Song by J. Cole

from the album KOD
- Released: April 20, 2018
- Recorded: 2018
- Genre: Hip hop
- Length: 3:10
- Label: Dreamville; Roc Nation; Interscope;
- Songwriter: Jermaine Cole
- Producer: J. Cole

= 1985 (J. Cole song) =

"1985", also referred to as "1985 (Intro to The Fall Off)", is a song by American rapper J. Cole, released on April 20, 2018, from his studio album KOD.

==Critical reception==
Alexis Petridis of The Guardian said "KOD's best track may be its closer, 1985, which is billed as the intro of his seventh studio album The Fall Off. It delivers hip-hop's new generations of artists (by whom Cole is "unimpressed") a wise, warm but firm talking-to that switches from practical advice, warnings about the fleeting nature of fame and the inadvisability of jumping on trends to a stark and impressively incisive suggestion they should think hard about the nature of their appeal: "These white kids love that you don't give a fuck, 'cause that's exactly what's expected when your skin black... They wanna be black and think your song is how it feels"."

===Reactions===
In April 2017 Lil Pump teased a song titled "Fuck J. Cole" produced by Florida rapper Smokepurpp. Media outlets and rappers speculated that "1985" is a response to the rapper, while J. Cole said in a Vulture.com interview that "It's really a 'shoe fits' situation—several people can wear that shoe." The verse concludes as follows:

Lil Pump reacted to the song hours after the album's release via Instagram saying, "Wow, you get so much props. You dissed a 17 year old, lame ass jit." Later that day during a concert in Atlanta, Smokepurpp, along with his fans erupted in a chant of "Fuck J. Cole." According to Cole, the target of the song is more general. He said it takes aim at what he sees as the cartoon version of hip-hop, he explained: "If you exclude the top three rappers in the game, the most popping rappers all are exaggerated versions of black stereotypes. Extremely tatted up. Colorful hair. Flamboyant. Brand names. It's caricatures, and still the dominant representation of black people, on the most popular entertainment format for black people, period". On May 4, 2018, as Cole was performing at JMBLYA festival in Dallas, he performed "1985", cutting off the backing track so he could rap his verse a cappella. The crowd erupted in chants of "Fuck Lil Pump" and "Fuck 6ix9ine." Cole immediately shut down the chants telling the crowd, "Don't do that." Cole performed "1985" during his Rolling Loud Festival performance on May 11, 2018, in Miami. During the performance Lil Pump was seen dancing to the song near the stage.
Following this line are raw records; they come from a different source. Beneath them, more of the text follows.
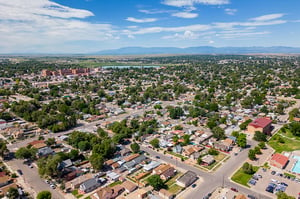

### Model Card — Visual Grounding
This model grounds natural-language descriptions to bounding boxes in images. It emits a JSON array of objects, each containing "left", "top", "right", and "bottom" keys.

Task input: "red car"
[{"left": 231, "top": 187, "right": 238, "bottom": 192}]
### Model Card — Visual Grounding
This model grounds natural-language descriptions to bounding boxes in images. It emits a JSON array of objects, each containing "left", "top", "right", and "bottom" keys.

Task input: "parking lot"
[{"left": 250, "top": 168, "right": 300, "bottom": 198}]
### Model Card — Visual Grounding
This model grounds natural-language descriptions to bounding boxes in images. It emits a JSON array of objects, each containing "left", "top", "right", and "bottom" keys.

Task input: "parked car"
[
  {"left": 271, "top": 171, "right": 276, "bottom": 175},
  {"left": 247, "top": 194, "right": 256, "bottom": 199},
  {"left": 230, "top": 187, "right": 238, "bottom": 192}
]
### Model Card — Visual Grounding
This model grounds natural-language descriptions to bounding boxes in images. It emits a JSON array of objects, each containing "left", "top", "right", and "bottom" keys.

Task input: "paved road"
[
  {"left": 6, "top": 159, "right": 65, "bottom": 199},
  {"left": 141, "top": 141, "right": 269, "bottom": 199}
]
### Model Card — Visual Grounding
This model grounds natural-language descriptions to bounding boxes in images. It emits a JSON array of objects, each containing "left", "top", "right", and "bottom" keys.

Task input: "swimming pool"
[{"left": 292, "top": 156, "right": 300, "bottom": 174}]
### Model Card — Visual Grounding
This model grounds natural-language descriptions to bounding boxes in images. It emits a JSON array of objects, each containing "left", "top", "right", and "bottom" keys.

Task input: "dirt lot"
[{"left": 251, "top": 169, "right": 300, "bottom": 198}]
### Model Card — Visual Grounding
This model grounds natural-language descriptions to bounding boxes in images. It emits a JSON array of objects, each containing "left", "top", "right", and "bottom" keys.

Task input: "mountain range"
[{"left": 94, "top": 46, "right": 300, "bottom": 55}]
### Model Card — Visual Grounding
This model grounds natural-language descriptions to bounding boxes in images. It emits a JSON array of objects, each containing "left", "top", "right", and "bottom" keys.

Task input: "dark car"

On May 25, after Rolling Loud, J. Cole and Lil Pump sat down for an hour-long interview indicating that a supposed beef between the two is over. Cole asked Pump about his "Fuck J. Cole" comments in his music and social media. Pump responded by claiming he had seen his fans commenting it on social media and didn't know why. "But now I kinda get it", he said. "We make different types of music, so people, like... People just like doing that shit." He continued, "It wasn't even serious it was just a song and u dissing me... I fuck with your shit. It's hard".

Rapper Cordae released a response song in May 2018 titled "Old N*ggas", where he advocates unity among more traditional rappers and newer rappers.

==Chart performance==
Upon its first week of release, "1985" debuted at number 20 on the US Billboard Hot 100.

==Charts==

| Chart (2018) | Peak position |
|---|---|
| Canada Hot 100 (Billboard) | 32 |
| Ireland (IRMA) | 41 |
| New Zealand Heatseekers (RMNZ) | 2 |
| Portugal (AFP) | 50 |
| Sweden Heatseeker (Sverigetopplistan) | 12 |
| US Billboard Hot 100 | 20 |
| US Hot R&B/Hip-Hop Songs (Billboard) | 14 |

==Certifications==

| Region | Certification | Certified units/sales |
| Australia (ARIA) | Gold | 35,000^{‡} |
| United States (RIAA) | Platinum | 1,000,000^{‡} |
^{‡} Sales+streaming figures based on certification alone.